Principalmente em temporadas de caça ao eleitor, muito se promete com a intenção de assaltar “burras do governo”. Assim como hoje os cofres do governo são arrombados com meia dúzia de assinaturas, houve um tempo em que esses assaltos rendiam muita mão de obra.

Como no caso do “Assalto ao mulo pagador”, episódio contado na obra do falecido historiador Nilson Thomé, um dos criadores da Universidade de Caçador (SC).

Para situar a ação, o assalto aconteceu depois que o Governo Imperial começou a construção, em 1890, da Estrada de Ferro São Paulo – Rio Grande, com a intenção de fixar imigrantes nas terras devolutas dos campos do Rio Grande do Sul e Santa Catarina. Nos 20 anos da construção da Estrada de Ferro Norte-Sul, uma série de escândalos administrativos e financeiros gerou uma significativa leitura da sigla EFSPRG: “Estrada Feita Só Para Roubar o Governo”.

A construção do trecho catarinense da estrada de ferro sacudiu os hábitos e os costumes do Brasil Meridional, com a presença de 8 mil trabalhadores braçais, oriundos do Rio de Janeiro, de Pernambuco, da Bahia, de São Paulo, recrutados inclusive em portos e em prisões. Na região corria muito dinheiro, inclusive cédulas de 500 mil réis até então desconhecidas pelos moradores das barrancas do Rio do Peixe. Com dinheiro farto e descanso semanal (o que não ocorria no tempo dos escravos) apareceram as bebedeiras, a prostituição e os assaltos. As noites nos acampamentos eram de farras desenfreadas. O pior acontecia nos primeiros dias de pagamento, quando eram frequentes os roubos e os assassinatos, com os cadáveres boiando em águas barrentas, ou sepultados embaixo dos trilhos.

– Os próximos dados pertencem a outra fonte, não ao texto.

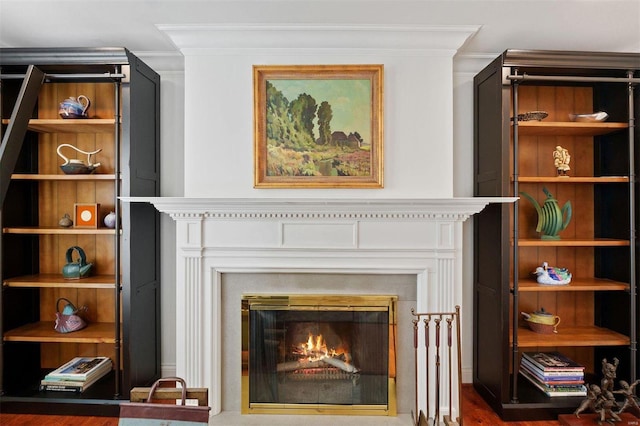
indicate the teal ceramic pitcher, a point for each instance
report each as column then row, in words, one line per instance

Como conta Nílson Thomé, aquela estrada de ferro foi construída pelo sistema de “empreitada”, hoje conhecido como “terceirização”, quando um certo Zeca Vacariano contratou dois trechos de trilhos. Ao terminar a obra – sem por em dia os salários em atraso – o empreiteiro inadimplente associou-se então a outros comparsas e armou um assalto aos funcionários da EFSPRG que a cada final de mês percorriam os trechos em construção para efetuar os pagamentos dos trabalhadores. Escondidos na floresta, winchester em punho, os membros da quadrilha esperaram a passagem do mulo pagador.

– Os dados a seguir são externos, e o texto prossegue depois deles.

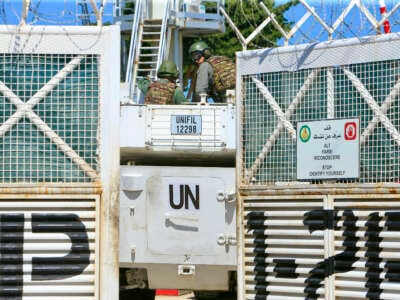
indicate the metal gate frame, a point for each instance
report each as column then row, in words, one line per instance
column 78, row 41
column 254, row 194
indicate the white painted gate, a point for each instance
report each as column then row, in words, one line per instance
column 319, row 239
column 58, row 162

Na tocaia, os assaltantes mataram dois, feriram o mulo pagador e levaram 360 contos. Um dinheiro sem tamanho. Mais de 15% da arrecadação do Tesouro do Estado, em 1910. Tropas federais e estaduais, bem como o corpo de segurança da empresa construtora, vasculharam a região para caçar Zeca Vacariano e os 360 contos. Não recuperam um tostão furado.

O golpe gerou um atraso de dois meses na conclusão da estrada, bem assim como acontece hoje. Só que atualmente empreiteiros como Zeca Vacariano não recorrem mais ao mulo pagador. Com obras superfaturadas, distribuem dinheiro de plástico aos peões.